Actually It’s Good To Be Messy
Maybe the ego, or the inner voice, or whatever, is a sanitizing influence. We’re all fundamentally meant to be manic dream pixie people, but our mental baggage holds us back. In this case, enlightened people have dramatic personal lives because they live more honestly. A repressed person might avoid conflict or let it simmer below the surface and slowly kill them. An enlightened person gets into insane beefs all the time because so would you, if you weren’t a coward burdened by false consciousness.
Or maybe inner work is necessarily a process that is meant to be ongoing, and the mind inventing new and exciting challenges is the highest calling available to people. Like this tweet, but with (even) more positive spin.
The Stripped Screw
People go off the rails in all sorts of ways. For some, it’s meditating 10 hours a day and becoming unable to see tables. But many more get the same results by doing way too many drugs, or burning out on work, or becoming whales in gatcha games. When you act normal you fall into the same normal pitfalls as everyone else, and when you venture out of distribution you run the risk of sanding off your protective traits and falling off the map.
This explanation is consistent with the rest. It’s a Chesterton’s Fence argument: you fundamentally change the nature of your consciousness, and it may no longer be adaptive.
What About You, Lift High The Muse?
You can call me Justis.
In high school, I read these books claimed to be authored by a channeled entity named Bartholomew. They were lovely. And at the state-level Latin competition (yes I did get medals for my etymology events, thank you very much), something clicked. I felt this profound, mysterious well being. I walked around like in a dream. I felt called to go play a piano in a certain area, and then a girl approached me, and later I lost my virginity to her.
I remember having a sense, during this brief and magical time, that it would be remarkable to keep feeling this way, but that I wouldn’t. That part of the magic was that I wasn’t clinging to it, and thus that it would escape my hands.
Indeed! That girl claimed to have cancer and later, perhaps as a way of breaking up with me, amnesia. She also claimed to be a grand duchess. When I finally made it to her hometown for a Smash Bros tournament and kicked my friends out of the hotel room, she claimed the condoms were expired and then that she’d see me again after her homecoming dance, but she stood me up.
I regret nothing.
The feeling from that Latin competition has returned, on rare occasions.
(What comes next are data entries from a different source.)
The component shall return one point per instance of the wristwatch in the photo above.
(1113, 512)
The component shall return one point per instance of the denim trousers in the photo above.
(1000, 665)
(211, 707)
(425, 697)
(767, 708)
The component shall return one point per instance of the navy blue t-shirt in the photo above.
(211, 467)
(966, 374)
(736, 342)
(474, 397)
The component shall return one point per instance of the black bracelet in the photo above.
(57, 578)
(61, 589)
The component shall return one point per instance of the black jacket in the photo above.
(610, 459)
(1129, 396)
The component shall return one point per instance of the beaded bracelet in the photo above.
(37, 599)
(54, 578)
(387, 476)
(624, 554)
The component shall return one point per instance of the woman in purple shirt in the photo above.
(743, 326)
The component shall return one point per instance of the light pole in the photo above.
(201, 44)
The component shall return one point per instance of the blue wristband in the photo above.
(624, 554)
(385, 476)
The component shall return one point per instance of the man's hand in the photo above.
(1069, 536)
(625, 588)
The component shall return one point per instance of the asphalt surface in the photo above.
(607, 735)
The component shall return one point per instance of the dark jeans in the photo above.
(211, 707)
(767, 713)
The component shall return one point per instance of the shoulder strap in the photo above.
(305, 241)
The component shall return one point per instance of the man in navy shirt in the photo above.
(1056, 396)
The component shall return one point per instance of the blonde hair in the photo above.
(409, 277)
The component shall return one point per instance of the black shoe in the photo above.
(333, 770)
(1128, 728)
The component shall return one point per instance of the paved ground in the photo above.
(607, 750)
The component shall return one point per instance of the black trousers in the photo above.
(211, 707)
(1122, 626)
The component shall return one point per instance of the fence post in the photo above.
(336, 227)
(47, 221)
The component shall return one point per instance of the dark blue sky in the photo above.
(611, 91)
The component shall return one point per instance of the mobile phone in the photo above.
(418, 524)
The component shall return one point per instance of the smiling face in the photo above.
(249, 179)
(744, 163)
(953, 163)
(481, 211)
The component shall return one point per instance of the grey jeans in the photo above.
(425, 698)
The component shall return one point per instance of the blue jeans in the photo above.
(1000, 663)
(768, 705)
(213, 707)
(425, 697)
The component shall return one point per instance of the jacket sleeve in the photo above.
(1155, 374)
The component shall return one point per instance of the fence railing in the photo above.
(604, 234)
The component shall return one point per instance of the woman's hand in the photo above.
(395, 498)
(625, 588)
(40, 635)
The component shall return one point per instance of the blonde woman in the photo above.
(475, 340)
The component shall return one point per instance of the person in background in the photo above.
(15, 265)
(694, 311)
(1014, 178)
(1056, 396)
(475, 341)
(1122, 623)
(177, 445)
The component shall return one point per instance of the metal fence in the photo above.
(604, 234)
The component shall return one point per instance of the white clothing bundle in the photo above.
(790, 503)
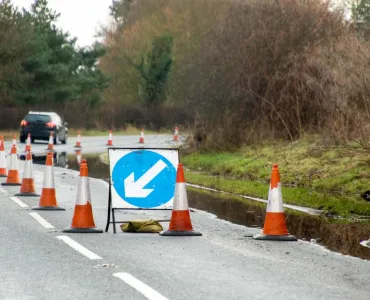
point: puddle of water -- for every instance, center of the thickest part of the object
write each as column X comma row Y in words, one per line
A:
column 343, row 238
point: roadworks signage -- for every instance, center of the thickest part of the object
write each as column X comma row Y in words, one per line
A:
column 142, row 178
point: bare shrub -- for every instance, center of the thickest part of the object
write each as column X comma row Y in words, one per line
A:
column 280, row 69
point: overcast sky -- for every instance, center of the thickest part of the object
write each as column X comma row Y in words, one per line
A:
column 81, row 18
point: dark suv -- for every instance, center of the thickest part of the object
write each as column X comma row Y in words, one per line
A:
column 40, row 124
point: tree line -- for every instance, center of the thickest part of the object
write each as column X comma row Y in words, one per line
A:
column 234, row 71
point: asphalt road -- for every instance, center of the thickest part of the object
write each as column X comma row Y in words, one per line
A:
column 39, row 261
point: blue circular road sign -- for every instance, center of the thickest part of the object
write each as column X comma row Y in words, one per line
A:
column 144, row 179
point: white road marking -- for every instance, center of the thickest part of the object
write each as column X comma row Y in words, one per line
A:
column 19, row 202
column 41, row 220
column 78, row 247
column 140, row 286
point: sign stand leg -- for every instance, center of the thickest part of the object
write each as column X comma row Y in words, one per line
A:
column 114, row 221
column 109, row 207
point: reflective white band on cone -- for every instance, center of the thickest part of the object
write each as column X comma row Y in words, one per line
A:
column 2, row 159
column 13, row 162
column 275, row 200
column 48, row 178
column 28, row 169
column 83, row 191
column 181, row 195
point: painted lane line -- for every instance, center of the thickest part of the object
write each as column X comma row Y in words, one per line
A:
column 78, row 247
column 19, row 202
column 41, row 220
column 140, row 286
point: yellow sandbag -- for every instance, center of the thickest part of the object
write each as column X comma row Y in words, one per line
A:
column 142, row 226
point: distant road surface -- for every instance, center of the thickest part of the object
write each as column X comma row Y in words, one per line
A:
column 39, row 261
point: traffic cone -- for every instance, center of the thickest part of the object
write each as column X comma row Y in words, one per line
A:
column 13, row 174
column 275, row 228
column 14, row 143
column 48, row 199
column 180, row 223
column 2, row 158
column 83, row 219
column 141, row 140
column 110, row 139
column 28, row 184
column 78, row 156
column 176, row 134
column 51, row 142
column 28, row 144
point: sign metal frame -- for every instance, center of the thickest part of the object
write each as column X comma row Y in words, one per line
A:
column 111, row 209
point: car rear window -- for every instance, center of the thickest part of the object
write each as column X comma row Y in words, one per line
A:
column 38, row 118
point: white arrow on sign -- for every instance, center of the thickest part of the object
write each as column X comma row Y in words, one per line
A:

Once in college, after a dance party I ran, dozens of my friends gathered in a cloud around me in a huge group hug while I knelt on the ground. I feel this is the level of personal attention which is most natural and proper for me. Though I also recall seeing exactly one friend standing in the distance, looking on in bafflement, and still respect him in a special, unique way for that choice. Anyway, I felt the feeling then, of being in precisely the right place at the right time. And that it was fleeting.
I will spare you the story of the explosion(s) that came after. What can I say? I can posit all day, but the ways of the mind are mysterious.
Whatever the reasons, this I know: the isle of perfection is ringed by fog and rocks.